Lundi, la Banque d’Israël a laissé ses taux d’intérêt inchangés, indiquant que les coûts d’emprunt sont suffisamment élevés pour faire baisser les prix à la consommation. Dans le même temps, la banque centrale a mis en garde contre la forte volatilité du taux de change du shekel depuis le début de l’année, ajoutant que la monnaie locale restait l’une des monnaies les plus faibles au monde, alimentant les pressions inflationnistes. Une monnaie plus faible rend les importations de biens vers Israël plus coûteuses.
« La dépréciation du shekel ces derniers mois contribue à une accélération du rythme de l’inflation, et l’évolution du taux de change dans les mois à venir aura un impact sur la dynamique de l’inflation », a déclaré la banque centrale.

Ces derniers mois, le gouverneur de la Banque d’Israël, Amir Yaron, a averti que l’incertitude politique locale avait conduit à une dépréciation excessive de plus de 10 % de la monnaie locale, se traduisant par une inflation excessive d’au moins 1 % à 1,5 %, tout en prévenant que si la tendance se poursuivait, la monnaie centrale La banque devrait augmenter les coûts d’emprunt pour freiner la croissance des prix. Depuis que les taux d’intérêt ont atteint un niveau record de 0,1 % en avril 2022, la banque centrale a augmenté les coûts d’emprunt à 4,75 % en mai de cette année pour freiner la hausse de l’inflation.
« Même si la Banque d’Israël décide d’intervenir, ce qui est tout à fait logique, nous assisterons toujours probablement à une hausse des taux d’intérêt en octobre, car il devient de plus en plus difficile pour la banque centrale de ramener l’inflation dans sa fourchette cible. » dit Katz.

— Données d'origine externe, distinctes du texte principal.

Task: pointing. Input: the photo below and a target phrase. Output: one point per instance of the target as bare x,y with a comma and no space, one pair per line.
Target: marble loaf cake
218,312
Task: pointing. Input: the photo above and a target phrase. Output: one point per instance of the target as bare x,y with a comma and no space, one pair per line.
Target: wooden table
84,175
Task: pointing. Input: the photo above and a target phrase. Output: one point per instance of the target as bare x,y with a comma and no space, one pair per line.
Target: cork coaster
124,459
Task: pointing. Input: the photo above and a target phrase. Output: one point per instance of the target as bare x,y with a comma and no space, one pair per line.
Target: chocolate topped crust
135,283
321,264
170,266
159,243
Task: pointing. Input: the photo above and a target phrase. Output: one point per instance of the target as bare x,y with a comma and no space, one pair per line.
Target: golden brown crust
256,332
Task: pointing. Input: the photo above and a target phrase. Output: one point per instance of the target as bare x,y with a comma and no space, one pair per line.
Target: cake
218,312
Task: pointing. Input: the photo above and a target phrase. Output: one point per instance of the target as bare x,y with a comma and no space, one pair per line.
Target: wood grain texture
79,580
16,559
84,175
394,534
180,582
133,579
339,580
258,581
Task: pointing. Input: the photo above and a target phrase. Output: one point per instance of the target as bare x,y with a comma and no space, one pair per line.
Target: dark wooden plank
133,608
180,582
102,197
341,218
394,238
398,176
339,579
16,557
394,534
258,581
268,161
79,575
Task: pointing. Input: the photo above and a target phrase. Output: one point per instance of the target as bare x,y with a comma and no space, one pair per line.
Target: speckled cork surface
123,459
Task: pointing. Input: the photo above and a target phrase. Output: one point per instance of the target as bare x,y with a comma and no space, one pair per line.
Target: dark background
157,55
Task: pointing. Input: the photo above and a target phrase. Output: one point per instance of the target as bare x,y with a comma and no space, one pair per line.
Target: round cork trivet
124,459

Aux troubles politiques et à la faiblesse de la monnaie s’ajoutent les spéculations de ces derniers jours sur la question de savoir si Yaron, dont le mandat doit terminer fin 2023, demandera à prolonger son mandat et si les législateurs souhaiteraient le reconduire dans ses fonctions. Yaron a critiqué l’avancement de la refonte judiciaire dans le format proposé, mettant en garde contre ses répercussions économiques.
Le Premier ministre Benjamin Netanyahu a rencontré mercredi une délégation de Moody’s Investors Service, avant la mise à jour de l’agence de notation sur la note souveraine d’Israël attendue le mois prochain, a rapporté la Douzième chaîne.
En juillet dernier, Moody’s avait mis en garde contre les « conséquences négatives » et les « risques importants » pour l’économie et la sécurité d’Israël suite à l’adoption du premier projet de loi de refonte judiciaire. Plus tôt cette année, l’agence a abaissé les perspectives de crédit d’Israël de « positives » à « stables », citant une « détérioration de la gouvernance israélienne » et des bouleversements provoqués par la tentative du gouvernement de remanier radicalement le système judiciaire.